As reported yesterday by Vermont Daily, the Stamford selectboard defied Gov. Phil Scott’s Covid-19 emergency orders Dec. 3 by not canceling a Dec. 4 public gathering: the traditional family-friendly lighting of the town Christmas tree in front of the local elementary school. The selectboard disliked Montpelier telling them what to do about public gatherings. As one selectboard told Rep. Laura Sibilia, the legislator for Stamford, “Laura, you took an oath to uphold the Constitution, I would imagine, and you guys are running over it along with the governor.”

3 replies »

  1. I have a serious problem with employers and other institutions being able to legally mandate vaccination under any circumstances. I thought health care decisions such as this were supposed to be between doctor and patient. You know—my body, my choice. Or does that only apply to abortion, which in fact involves two bodies? The government and pharmaceutical industries have already made themselves immune to prosecution for any adverse reactions caused by vaccines. The COVID-19 vaccines are being rushed out to the public without much of the usual testing for both safety and effectiveness, which is dangerous, regardless of where you stand on the right to bodily autonomy. If an employer chooses to require his or her employees to be vaccinated, who will pay the damages for any side effects, up to and including death, that may result? I would expect a legal document signed by my employer agreeing to be held responsible for any and all potential adverse effects, before even considering acceptance of this assault on my freedom.

    • For one thing, there are religious exemptions to any State mandated vaccination requirements. And the State accepts no responsibility for its regulatory success or failure in that regard anyway.

      As an employer, however, I reserve the right to require employees to be vaccinated. I also require drug testing to be sure employees aren’t physically or mentally impaired at the workplace. I require training. I require certain social behaviors. Why? Because, as a business owner, it’s my responsibility to be accountable for the workplace safety of my employees and my customers, and I reserve the right to set certain standards to assure my success.

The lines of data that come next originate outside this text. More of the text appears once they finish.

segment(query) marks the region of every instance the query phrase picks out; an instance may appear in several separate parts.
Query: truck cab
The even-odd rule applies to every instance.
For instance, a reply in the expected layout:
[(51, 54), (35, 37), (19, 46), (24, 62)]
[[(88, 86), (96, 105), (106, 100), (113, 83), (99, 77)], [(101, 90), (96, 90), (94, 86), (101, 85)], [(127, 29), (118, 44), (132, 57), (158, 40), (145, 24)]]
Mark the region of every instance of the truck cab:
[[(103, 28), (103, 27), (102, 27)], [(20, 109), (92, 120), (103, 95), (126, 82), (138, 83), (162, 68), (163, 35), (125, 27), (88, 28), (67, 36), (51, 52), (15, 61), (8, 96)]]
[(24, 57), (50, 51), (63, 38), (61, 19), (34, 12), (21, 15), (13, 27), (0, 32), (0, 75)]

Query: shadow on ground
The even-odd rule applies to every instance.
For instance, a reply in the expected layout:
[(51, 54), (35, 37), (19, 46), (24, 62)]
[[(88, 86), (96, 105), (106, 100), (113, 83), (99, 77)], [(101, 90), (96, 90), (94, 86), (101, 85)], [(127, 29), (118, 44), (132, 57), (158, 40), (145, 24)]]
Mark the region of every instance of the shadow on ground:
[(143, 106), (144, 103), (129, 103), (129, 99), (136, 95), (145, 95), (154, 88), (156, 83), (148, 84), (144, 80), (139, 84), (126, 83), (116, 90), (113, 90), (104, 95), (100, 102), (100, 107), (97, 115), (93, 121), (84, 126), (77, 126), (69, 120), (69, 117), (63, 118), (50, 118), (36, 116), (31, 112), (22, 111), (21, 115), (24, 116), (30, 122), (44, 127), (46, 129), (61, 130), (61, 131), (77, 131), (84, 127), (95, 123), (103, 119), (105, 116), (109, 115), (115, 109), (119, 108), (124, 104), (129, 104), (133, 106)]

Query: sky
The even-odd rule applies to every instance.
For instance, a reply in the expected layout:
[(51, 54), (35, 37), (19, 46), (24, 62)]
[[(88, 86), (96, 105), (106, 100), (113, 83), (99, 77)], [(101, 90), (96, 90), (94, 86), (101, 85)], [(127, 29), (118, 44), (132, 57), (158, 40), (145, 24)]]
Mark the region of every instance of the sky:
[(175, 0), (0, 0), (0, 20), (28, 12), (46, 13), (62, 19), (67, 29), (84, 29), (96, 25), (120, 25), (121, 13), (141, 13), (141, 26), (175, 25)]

      And not only do I have the right to regulate my business, those who might consider working for me, or buying my products, have the right to NOT do business with me, based on their sense of personal responsibility. In fact, they can work elsewhere, work for my competition, or start their own businesses.

      “If an employer chooses to require his or her employees to be vaccinated, who will pay the damages for any side effects, up to and including death, that may result?”

      The employer pays. The employer provides Workers Comp healthcare coverage, disability coverage, retraining and unemployment coverage. The employers also provide wrongful death coverage. And the employer pays for that insurance.

      I’m not telling anyone whether or not they should take any vaccine. I am here to tell you that doing so is your business. And, unfortunately, not only do you have to decide for yourselves whether or not the benefits of a vaccine outweigh its risks. Today, with our over-regulating and totally irresponsible Government officials, we have to weigh the risk of breaking the Government’s regulations, whether or not they prove to be effective.

  2. Any agency, entity, business, etc. forcing a vaccine should be held accountable for all damages. Testing for drugs is one thing and requiring certain behaviors is fine… but enforcing a medical procedure that comes with the risk death and damages is assault and worse.